Il est intéressant de noter que cette Journée Défense du Parti de Gauche a pu être relayée par le site militariste français Theatrum Belli (un site s'étant donné pour « mission » de « participer au rayonnement des armées françaises et des industries de défense françaises et européennes sur le Net ») qui commentait :

« Intrigué que ces questions soient abordées par une mouvance politique plutôt marquée par un pacifisme béat, TB assista à ce colloque qui fût néanmoins riche et surprenant dans une ambiance en partie très critique sur l’alignement atlantiste de la France. »

La proposition stratégique du Parti de Gauche, telle qu'exprimée dans le titre du cahier de la Revue Défense Nationale et développée lors de la Journée Défense du Parti de Gauche est donc de promouvoir « un nouvel indépendantisme », contre « l'atlantisme » (c'est-à-dire l'alliance avec les États-Unis d'Amérique).

Lien vers le dossier : Trotskysmes et néo-socialismes français

C'est en fait, exactement la même proposition stratégique que celle du Front National de Marine Le Pen, mais avec une coloration « de gauche ».

La ligne est très simple, « La France n'est pas une nation occidentale », elle devrait tracer sa propre voie impérialiste, notamment par des « partenariats » avec les nations émergentes, « en Afrique et en Asie ». Cette proposition de « partenariats » vise en fait à réimpulser l'influence qu'exerce en Afrique et en Asie l'impérialisme français en donnant une nouvelle image plus moderne aux bourgeoisies compradores qui lui sont soumises.

Sur le plan strictement militaire, Jean-Luc Mélenchon propose pour l'impérialisme français d'« exercer une bienveillante coopération avec tous ceux qui le souhaite ». C'est-à-dire se placer exactement sur le même terrain que les États-Unis d'Amérique en se présentant comme une alternative plus « amicale ».

Cela n'a rien d'extraordinaire ou de très novateur, c'est en fait la ligne impérialiste française classique, celle de la colonisation et de l'Empire français de la fin du XIXe siècle, celle du gaullisme.
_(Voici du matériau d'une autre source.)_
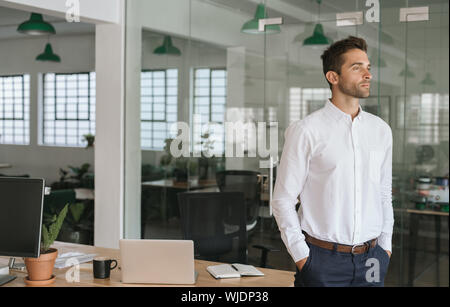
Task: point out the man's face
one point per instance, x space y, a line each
354 79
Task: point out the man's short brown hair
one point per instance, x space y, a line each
332 57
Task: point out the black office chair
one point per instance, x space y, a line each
247 183
214 221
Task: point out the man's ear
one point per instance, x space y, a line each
332 77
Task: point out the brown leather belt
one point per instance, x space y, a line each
355 249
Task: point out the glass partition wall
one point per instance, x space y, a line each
226 93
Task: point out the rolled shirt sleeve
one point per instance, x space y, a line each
291 176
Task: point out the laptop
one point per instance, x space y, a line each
157 261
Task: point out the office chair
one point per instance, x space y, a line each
247 183
213 221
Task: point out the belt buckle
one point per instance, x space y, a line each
354 246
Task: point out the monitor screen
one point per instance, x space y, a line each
21 204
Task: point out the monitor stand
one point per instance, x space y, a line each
4 275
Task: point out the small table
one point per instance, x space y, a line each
415 216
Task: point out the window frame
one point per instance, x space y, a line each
25 104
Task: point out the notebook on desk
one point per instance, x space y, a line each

C'est-à-dire un impérialisme qui se présente comme « juste » et « amical ». C'est la ligne qui a pu être développée par Jacques Chirac par exemple, bien qu'il n'ai pas choisi pour sa part l'opposition frontale aux États-Unis d'Amériques. 

Le Parti de Gauche de Jean-Luc Mélenchon ne représente pas la révolution ou le socialisme. Tout comme le Front National de Marine Le Pen il représente la partie la plus agressive de l'impérialisme français ayant choisi l'affrontement, ou du moins la distanciation marquée d'avec l'impérialisme américain. Le Parti de Gauche de Jean-Luc Mélenchon est le pur représentant français du « social-impérialisme », d'une ligne qui se veut socialiste et nationaliste à la fois, nationale et révolutionnaire.